Ecosystem · Libraries
OpenSSL (and family)
The dominant open-source TLS / crypto library, by a wide margin. OpenSSL ships in nearly every Linux distribution, in macOS as a compatibility shim, on Windows via vcpkg, and in countless server applications. Its openssl(1) CLI is the one-liner answer to most hashing questions, and libcrypto is the C library embedded in everything from Postgres to OpenSSH.
The CLI cheatsheet
openssl dgst -sha256 file.bin # SHA-256 of a file
openssl dgst -sha3-256 -hex file.bin # SHA3-256
openssl dgst -blake2b512 file.bin # BLAKE2b-512
openssl dgst -hmac KEY -sha256 file.bin # HMAC-SHA-256
# Streaming via pipe
cat file.bin | openssl dgst -sha512
# Verify a published digest
echo "$EXPECTED file.bin" | openssl dgst -sha256 -checkHash algorithms in mainline OpenSSL 3.x
- MD5, SHA-1
- SHA-224 / 256 / 384 / 512 / 512-224 / 512-256 (the SHA-2 family)

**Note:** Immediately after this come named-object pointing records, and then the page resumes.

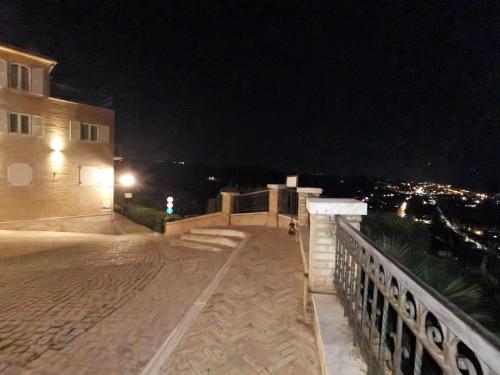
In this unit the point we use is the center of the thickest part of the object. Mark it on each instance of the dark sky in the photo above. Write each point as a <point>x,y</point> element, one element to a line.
<point>401,88</point>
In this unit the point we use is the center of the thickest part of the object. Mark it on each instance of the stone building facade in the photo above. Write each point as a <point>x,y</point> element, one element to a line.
<point>56,157</point>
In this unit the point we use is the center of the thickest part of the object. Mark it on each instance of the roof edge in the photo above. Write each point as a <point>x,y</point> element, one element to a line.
<point>18,51</point>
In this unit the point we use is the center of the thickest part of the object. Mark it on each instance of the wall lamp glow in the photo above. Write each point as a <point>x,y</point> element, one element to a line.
<point>127,179</point>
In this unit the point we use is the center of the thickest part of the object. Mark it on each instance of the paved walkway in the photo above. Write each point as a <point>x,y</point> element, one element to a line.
<point>102,304</point>
<point>253,323</point>
<point>93,304</point>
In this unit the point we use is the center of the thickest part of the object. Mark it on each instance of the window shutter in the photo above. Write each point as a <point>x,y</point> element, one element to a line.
<point>104,134</point>
<point>3,121</point>
<point>37,81</point>
<point>3,73</point>
<point>75,130</point>
<point>37,128</point>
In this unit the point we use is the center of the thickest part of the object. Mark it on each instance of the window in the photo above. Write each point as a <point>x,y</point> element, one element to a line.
<point>19,77</point>
<point>89,132</point>
<point>19,123</point>
<point>19,174</point>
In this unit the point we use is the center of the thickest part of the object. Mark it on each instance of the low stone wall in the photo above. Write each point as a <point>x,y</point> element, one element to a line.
<point>256,218</point>
<point>83,224</point>
<point>284,221</point>
<point>176,228</point>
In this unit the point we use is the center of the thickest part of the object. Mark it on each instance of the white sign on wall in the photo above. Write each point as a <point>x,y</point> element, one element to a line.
<point>292,181</point>
<point>19,174</point>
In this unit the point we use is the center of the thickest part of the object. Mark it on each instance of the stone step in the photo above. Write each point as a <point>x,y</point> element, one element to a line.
<point>194,245</point>
<point>219,232</point>
<point>210,239</point>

- SHA3-224 / 256 / 384 / 512, SHAKE128, SHAKE256
- BLAKE2b, BLAKE2s
- RIPEMD-160
- Whirlpool
- SM3
libcrypto programmer-facing API
Modern OpenSSL (3.x) uses the EVP abstraction:
#include <openssl/evp.h>
EVP_MD_CTX *ctx = EVP_MD_CTX_new();
EVP_DigestInit_ex(ctx, EVP_sha256(), NULL);
EVP_DigestUpdate(ctx, data, len);
unsigned char digest[EVP_MAX_MD_SIZE];
unsigned int dlen;
EVP_DigestFinal_ex(ctx, digest, &dlen);
EVP_MD_CTX_free(ctx);Forks worth knowing
- BoringSSL, Google’s fork, used in Chrome, Android, and many Google services. Not stable-API; consumers vendor it. Often runs ahead on TLS 1.3 implementation details.
- LibreSSL, OpenBSD’s fork, started after Heartbleed (2014). Aggressively prunes legacy code paths and historically prioritized code clarity over portability.
- AWS-LC, AWS s2n, Amazon’s fork (libcrypto-shaped) and TLS implementation. Auditable and FIPS-targetable.
- wolfSSL , small-footprint commercial library with an OpenSSL-compatible API.
FIPS and HACL*
For regulated environments, OpenSSL ships a FIPS provider. For formally-verified hash code, see HACL* (proven correct in F*). Major projects (Mozilla NSS, EverCrypt) integrate HACL* for performance-critical primitives.